More Recent Food Neologisms

“Family Meal,” “Haji Stove,” “Sad” Dumplings, & “Bathtub Cheese”

family meal n.I had arrived at 4 p.m. to experience a daily ritual that takes place in hundreds of restaurants across the city, and in thousands more across the country: family meal. Chanterelle was the last stop on a month-long, eight-venue culinary tour of Manhattan. My mission was simple: to see how a restaurant, with seemingly endless talent and resources in the kitchen, nourishes its staff, and how that 20-minute meal impacts the seven hours of dinner service that follows.”

haji stove n. “The chai itself is usually green, but sometimes will be black. It is made by putting the tea leaves in the pot and boiling the water, often on a burner sitting directly atop a propane cylinder. If they are making shiir chai (milk tea) the leaves are put into the milk directly and the milk is not quite boiled. The propane rigs are commonly referred to in American parlance as haji stoves.

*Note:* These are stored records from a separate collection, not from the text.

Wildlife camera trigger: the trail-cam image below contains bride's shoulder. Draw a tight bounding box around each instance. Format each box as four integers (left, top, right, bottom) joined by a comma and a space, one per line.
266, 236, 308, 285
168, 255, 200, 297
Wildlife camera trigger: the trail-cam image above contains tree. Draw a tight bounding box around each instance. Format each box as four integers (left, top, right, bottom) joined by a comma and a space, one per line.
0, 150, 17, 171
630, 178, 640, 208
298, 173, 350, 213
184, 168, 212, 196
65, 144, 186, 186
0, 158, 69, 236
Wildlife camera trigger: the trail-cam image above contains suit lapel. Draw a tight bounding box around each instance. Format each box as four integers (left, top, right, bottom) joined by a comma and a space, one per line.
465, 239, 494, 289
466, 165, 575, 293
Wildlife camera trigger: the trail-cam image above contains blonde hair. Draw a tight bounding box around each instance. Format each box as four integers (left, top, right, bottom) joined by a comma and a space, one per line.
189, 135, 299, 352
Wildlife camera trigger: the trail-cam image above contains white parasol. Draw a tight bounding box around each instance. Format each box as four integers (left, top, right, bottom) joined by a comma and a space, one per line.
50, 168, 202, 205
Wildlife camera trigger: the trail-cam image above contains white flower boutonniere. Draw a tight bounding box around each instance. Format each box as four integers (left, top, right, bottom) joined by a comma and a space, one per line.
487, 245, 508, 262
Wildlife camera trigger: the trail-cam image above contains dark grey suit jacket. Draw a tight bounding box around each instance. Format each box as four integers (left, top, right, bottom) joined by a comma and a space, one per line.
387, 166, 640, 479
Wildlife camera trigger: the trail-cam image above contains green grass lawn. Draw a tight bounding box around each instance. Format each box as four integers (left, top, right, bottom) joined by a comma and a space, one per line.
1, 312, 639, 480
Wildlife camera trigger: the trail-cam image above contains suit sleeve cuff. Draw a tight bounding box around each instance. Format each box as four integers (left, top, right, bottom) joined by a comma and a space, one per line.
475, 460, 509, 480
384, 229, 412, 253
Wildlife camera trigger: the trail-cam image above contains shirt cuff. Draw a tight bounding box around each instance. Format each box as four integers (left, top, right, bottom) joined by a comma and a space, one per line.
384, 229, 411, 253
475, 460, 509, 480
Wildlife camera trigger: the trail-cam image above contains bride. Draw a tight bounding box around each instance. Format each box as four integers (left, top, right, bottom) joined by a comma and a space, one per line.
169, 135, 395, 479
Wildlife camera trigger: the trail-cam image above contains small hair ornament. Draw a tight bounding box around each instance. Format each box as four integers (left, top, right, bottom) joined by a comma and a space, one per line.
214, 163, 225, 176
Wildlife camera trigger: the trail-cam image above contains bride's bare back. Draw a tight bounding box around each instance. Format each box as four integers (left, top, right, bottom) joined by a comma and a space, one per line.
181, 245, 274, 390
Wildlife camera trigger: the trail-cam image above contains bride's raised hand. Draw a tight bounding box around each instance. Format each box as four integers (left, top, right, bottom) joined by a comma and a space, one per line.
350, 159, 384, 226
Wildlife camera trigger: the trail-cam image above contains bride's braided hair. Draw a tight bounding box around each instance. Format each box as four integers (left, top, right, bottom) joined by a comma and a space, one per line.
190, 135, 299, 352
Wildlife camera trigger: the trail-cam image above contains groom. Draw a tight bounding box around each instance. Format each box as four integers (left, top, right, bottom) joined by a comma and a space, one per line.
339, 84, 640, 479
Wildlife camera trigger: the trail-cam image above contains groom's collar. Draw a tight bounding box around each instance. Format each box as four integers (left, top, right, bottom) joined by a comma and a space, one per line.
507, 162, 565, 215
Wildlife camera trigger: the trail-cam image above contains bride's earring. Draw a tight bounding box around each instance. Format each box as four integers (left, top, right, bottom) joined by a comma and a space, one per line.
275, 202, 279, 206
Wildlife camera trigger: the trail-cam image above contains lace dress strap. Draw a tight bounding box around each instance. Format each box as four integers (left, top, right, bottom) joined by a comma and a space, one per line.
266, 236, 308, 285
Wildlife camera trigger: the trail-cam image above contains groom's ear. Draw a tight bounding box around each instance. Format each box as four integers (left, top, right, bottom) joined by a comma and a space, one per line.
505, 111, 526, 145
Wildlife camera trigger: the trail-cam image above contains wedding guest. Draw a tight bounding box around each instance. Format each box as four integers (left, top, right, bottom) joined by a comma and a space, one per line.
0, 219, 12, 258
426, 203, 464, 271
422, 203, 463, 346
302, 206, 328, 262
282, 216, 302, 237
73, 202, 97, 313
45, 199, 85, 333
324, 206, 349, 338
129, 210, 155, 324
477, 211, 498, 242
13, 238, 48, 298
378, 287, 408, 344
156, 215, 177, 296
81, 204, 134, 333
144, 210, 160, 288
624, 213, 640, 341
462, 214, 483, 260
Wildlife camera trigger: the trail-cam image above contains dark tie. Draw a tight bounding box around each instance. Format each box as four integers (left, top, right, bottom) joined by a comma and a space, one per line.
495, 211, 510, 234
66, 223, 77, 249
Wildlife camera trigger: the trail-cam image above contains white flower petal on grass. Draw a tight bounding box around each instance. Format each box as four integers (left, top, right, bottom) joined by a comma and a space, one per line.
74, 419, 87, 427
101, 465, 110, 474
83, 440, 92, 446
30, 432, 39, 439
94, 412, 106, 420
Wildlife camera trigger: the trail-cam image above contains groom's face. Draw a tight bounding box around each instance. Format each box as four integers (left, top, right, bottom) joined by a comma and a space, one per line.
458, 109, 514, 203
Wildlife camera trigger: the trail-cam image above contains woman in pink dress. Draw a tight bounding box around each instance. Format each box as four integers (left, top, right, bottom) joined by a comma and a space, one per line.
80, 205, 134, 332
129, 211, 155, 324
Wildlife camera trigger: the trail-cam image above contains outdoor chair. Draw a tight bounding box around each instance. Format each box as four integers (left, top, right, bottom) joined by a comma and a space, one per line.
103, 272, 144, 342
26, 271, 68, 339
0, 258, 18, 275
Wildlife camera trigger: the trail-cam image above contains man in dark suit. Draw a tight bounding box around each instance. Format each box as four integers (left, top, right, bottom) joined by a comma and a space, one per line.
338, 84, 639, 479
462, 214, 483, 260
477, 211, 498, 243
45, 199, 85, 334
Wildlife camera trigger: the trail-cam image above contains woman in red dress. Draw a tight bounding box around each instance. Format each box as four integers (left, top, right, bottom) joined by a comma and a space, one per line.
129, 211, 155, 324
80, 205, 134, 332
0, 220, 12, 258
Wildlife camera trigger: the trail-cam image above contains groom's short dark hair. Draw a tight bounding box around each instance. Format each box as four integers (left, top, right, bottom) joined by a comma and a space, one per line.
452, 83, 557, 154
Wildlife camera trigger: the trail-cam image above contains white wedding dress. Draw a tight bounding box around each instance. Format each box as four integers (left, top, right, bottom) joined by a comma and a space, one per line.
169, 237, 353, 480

sad adj. “For Cathy Riddle, another Appalachian Fair champion who uses White Lily for everything from green tomato bread to sad dumplings (the kind with a chewy center), the selling point is consistent good results.”

bathtub cheese n.The germ can infect anyone who eats contaminated fresh cheeses sold by street vendors, smuggled across the Mexican border or produced by families who try to make a living selling so-called bathtub cheese made in home tubs and backyard troughs.”